Didn't actually have the chance to take a break until 2 pm yesterday, I walked to get food. By the time I walked back I was exhausted and freezing, the last two hours crept by. Napped a little on the bus, but needed to go to the store, felt whiny walking the last ten blocks. It's the type of exhaustion you feel in the chest. Crawled into bed around 6, attempted to sleep for about 13 hours, actually slept a good deal of it, though none of it solid. Weird thoughts. Weirder dreams, in one I discovered a couple of fish, I didn't know I had, they were alive, but I hadn't taken care of them in ages (years, it seemed.) There were other people around, I tried to play it off, but I was panicking inside. What have I been forgetting to nurture (for years?) Or is it just an anxiety dream, like having to take a math final in a class you never bothered to go to? Anyway, I'm not sick, just tired. I get this every couple of years. (Although, I did wake up at 4 am, and I walked to work, because I like snow...maybe it's run-of-the-mill tired.)
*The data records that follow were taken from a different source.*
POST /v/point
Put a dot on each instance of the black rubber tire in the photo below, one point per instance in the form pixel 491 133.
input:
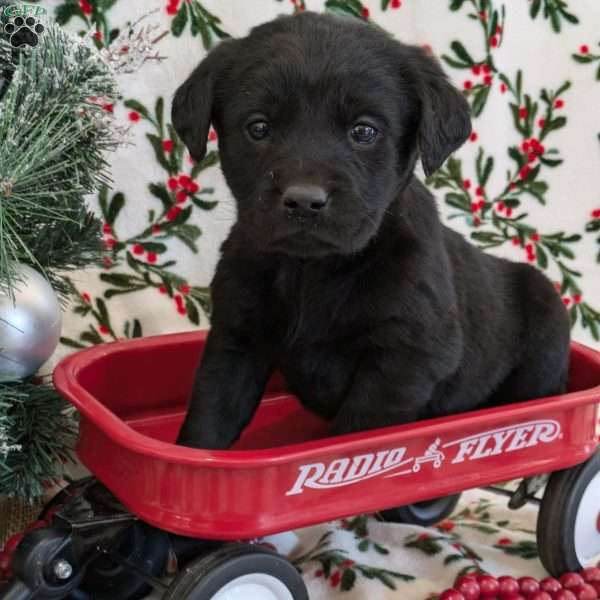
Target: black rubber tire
pixel 105 579
pixel 558 511
pixel 425 513
pixel 202 578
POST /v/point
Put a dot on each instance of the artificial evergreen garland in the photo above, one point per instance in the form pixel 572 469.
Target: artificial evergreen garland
pixel 53 134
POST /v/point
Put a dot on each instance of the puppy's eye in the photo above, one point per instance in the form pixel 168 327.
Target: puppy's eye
pixel 363 133
pixel 259 130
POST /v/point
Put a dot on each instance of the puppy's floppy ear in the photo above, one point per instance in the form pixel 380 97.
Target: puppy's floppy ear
pixel 191 111
pixel 445 116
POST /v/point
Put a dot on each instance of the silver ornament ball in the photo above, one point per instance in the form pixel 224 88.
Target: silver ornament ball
pixel 30 324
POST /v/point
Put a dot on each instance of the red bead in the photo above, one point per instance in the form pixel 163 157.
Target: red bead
pixel 468 587
pixel 571 580
pixel 591 573
pixel 488 585
pixel 509 587
pixel 539 595
pixel 550 585
pixel 452 594
pixel 585 592
pixel 564 595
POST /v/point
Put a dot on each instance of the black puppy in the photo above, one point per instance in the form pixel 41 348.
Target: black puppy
pixel 338 271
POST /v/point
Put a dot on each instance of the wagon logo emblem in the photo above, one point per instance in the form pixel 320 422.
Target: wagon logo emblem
pixel 395 462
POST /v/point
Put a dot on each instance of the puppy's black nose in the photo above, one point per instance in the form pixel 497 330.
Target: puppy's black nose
pixel 304 199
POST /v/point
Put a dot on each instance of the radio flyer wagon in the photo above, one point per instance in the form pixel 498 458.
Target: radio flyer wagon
pixel 109 536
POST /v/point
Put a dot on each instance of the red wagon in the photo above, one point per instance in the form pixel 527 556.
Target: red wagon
pixel 285 472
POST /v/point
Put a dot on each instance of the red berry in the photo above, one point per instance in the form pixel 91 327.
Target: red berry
pixel 36 524
pixel 13 542
pixel 488 585
pixel 509 587
pixel 571 580
pixel 452 594
pixel 468 587
pixel 86 7
pixel 172 213
pixel 528 585
pixel 591 573
pixel 564 595
pixel 585 592
pixel 550 585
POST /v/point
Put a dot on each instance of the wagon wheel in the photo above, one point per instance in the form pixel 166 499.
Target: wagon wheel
pixel 106 578
pixel 238 571
pixel 568 529
pixel 422 513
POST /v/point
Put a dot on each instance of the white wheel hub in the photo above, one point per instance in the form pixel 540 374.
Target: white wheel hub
pixel 587 524
pixel 255 586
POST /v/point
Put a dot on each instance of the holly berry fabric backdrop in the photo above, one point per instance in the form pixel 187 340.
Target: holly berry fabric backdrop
pixel 525 186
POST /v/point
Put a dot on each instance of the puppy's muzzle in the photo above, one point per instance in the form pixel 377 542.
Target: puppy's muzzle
pixel 302 202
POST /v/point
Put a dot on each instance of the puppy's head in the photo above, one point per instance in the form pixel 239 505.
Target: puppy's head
pixel 320 121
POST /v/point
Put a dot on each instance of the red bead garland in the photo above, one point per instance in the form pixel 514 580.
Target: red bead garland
pixel 584 585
Had the thought this morning that I need to make some external life change, to support all the internal ones, so that all the internal shifting that I've been doing all year is not in vain, that I don't just fall back into the same ruts I was in. The mere suggestion of this (even by me) causes alarms to go off in me, still, I want to be the one to make that decision and not have it pushed on me from outside. I don't know what that would be, I do know I don't want to start this process again. The mean voice in me says, "yeah, what'd you really do this year?" Some other part says, "you put yourself on the ledge of where you thought you could go over and over and over again,"...all good things, but emotionally and psychically, exhausting. Internally, been a very intense year (right now it's not, so easy to forget), externally, you probably wouldn't be able to tell, except, I think I feel more brave than I have in a long time. I'm not sure what happened during the early part of the century, but I lost a courage I used to have (really, the ability to hold a conviction strongly), and I'm glad to feel it returning. (It's the steady chipping away of tiny pieces of you, undetectable, but constant, and years later you realize there's a hole, a part of you that you let go because it seemed so minor every time it happened: the keeping the peace at all costs, the being liked, the trying to fit in, whatever it was...you can lose you that way. Not suggesting to always be contrary, just not to lose yourself.)
I should get out of the house.
Happy Solstice! (Days getting lighter minute by minute now, in the N. Hemisphere. Something worth celebrating.)